Traffic kostet! Zwar sind die Kosten inzwischen moderater geworden, stehen aber nach wie vor an. Und so bietet z.B. eine Webvisitenkarte von Strato zwar ggf. reichlich Webspace, aber gerade mal 4 GB an zulässigem Traffic an. 4 GB können durchaus genug sein. Viele Downloads ergeben über den Monat gesehen aber auch viel Traffic, ggf. mehr als diese 4 GB. Und - schwupps - müssen wir auf ein größeres Paket umsteigen, das proportional auch mehr kostet.
Gut wäre es, wenn das Angebot flexibel wäre. D.h., dass man ggf. jederzeit aufstocken kann. Sprich: Je nach Bedarf ein oder mehr zusätzliche GBs ermöglichen für einen kleinen Zusatz-Obulus.

3. Welche Features brauche ich?
Einfacher Webspace lässt ausschließlich html-Seiten zu. Das heißt, ich kann Webseiten drauflegen, Bilder einfügen und diverse Dateien zum DL anbieten. Aber reicht das wirklich? Braucht man ggf. Datenbanken, PHP,...? Features verteuern die Sache. Sie sind zu teuer, wenn sich herausstellt, dass man sie doch nicht braucht. Aber es ist auch ärgerlich, wenn man im Nachhinein feststellt, dass man sie gebraucht hätte, aber eben nicht mitgebucht hat.
Sicherlich wird man auch E-Mails unter seiner Domain versenden und empfangen wollen. Das ist eigentlich auch Standard in allen Angeboten. Es ist allerdings die Frage, ob man, wie bei vielen Paketen angeboten, gleich mehrere Postfächer und unbegrenzt viele Mailadressen benötigt. Nutzt man den Webspace allein, reicht sicher ein Postfach. Soll z.B. die Familie teilhaben und dabei die Mitglieder ihre kleinen Geheimnisse für sich behalten können, darf es auch etwas mehr sein.

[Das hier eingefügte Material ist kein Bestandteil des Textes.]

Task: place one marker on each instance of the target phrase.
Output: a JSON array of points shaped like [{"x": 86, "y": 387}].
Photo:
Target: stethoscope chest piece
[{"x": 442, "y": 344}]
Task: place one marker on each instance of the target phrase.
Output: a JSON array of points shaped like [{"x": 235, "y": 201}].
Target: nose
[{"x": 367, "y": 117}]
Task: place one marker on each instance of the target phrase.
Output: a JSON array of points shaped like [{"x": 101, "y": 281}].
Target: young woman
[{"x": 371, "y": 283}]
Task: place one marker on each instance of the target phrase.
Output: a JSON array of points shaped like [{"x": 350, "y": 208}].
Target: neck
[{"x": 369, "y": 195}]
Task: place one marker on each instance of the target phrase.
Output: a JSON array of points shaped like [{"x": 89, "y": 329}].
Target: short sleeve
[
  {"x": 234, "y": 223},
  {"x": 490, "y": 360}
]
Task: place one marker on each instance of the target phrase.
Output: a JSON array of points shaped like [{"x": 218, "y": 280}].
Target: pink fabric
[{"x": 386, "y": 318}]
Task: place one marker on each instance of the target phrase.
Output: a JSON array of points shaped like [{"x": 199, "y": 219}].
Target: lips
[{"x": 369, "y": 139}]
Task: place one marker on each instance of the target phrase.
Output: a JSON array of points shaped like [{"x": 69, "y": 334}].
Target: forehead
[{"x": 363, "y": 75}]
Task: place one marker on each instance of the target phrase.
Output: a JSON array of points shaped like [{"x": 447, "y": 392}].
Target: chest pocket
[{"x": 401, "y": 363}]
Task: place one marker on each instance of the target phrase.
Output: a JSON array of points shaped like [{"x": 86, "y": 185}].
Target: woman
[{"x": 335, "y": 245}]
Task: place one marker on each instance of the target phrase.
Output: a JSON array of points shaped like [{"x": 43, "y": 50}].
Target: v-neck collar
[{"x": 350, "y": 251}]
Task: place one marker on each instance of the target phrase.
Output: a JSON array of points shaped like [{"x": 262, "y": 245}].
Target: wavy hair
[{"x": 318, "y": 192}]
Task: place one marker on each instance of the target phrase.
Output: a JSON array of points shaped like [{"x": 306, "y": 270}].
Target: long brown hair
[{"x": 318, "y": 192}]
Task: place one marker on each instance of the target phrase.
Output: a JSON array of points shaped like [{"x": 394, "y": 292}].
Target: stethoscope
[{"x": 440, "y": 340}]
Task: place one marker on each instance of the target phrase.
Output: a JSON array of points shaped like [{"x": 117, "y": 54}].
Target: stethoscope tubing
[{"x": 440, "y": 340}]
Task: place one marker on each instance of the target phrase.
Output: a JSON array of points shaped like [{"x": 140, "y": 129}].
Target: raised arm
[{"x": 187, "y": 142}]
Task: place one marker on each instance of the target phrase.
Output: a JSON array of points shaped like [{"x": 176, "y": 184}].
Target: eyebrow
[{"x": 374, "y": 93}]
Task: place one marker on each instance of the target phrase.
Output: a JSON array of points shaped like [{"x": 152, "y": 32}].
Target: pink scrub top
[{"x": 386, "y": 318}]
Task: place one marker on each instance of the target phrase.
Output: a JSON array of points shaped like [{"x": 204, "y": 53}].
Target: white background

4. Muss es wirklich eine TLD sein?
Wenn es nur zum Vorführen ist, reicht vielleicht auch der Webspace mit einer (zugegebenermaßen meist etwas komplizierten) URL beim INet-Provider. Sehr oft bietet der nämlich standardmäßig seinen Kunden 10 oder 20 MB einfachen Webspace kostenlos an. Wenn's reicht!?!?
Man kann das ggf. auch mit einer Domain kombinieren. So könnte man sich eine .de-Adresse ohne weitere Leistungen holen, bei der nur eine Weiterleitung auf den eigenen Webspace geschaltet wird. So etwas gibt es dann schon im Unter-1-Euro-Bereich.


----------



## Counselor (4 März 2005)

Dino schrieb:
			
		

> Man muss sich darüber im Klaren sein, dass die Download-Geschwindigkeit für die Nutzer der Seite sehr begrenzt ist. Man beachte, dass nicht die vom DSL-Provider angegebene Download-Geschwindigkeit maßgebend ist, sondern vielmehr die für den Upload. Und die ist sehr viel geringer. In gewissen Grenzen mag das alles noch angehen, aber spätestens wenn mehrere Besucher auf die Inhalte zugreifen, ist Schicht im Schacht.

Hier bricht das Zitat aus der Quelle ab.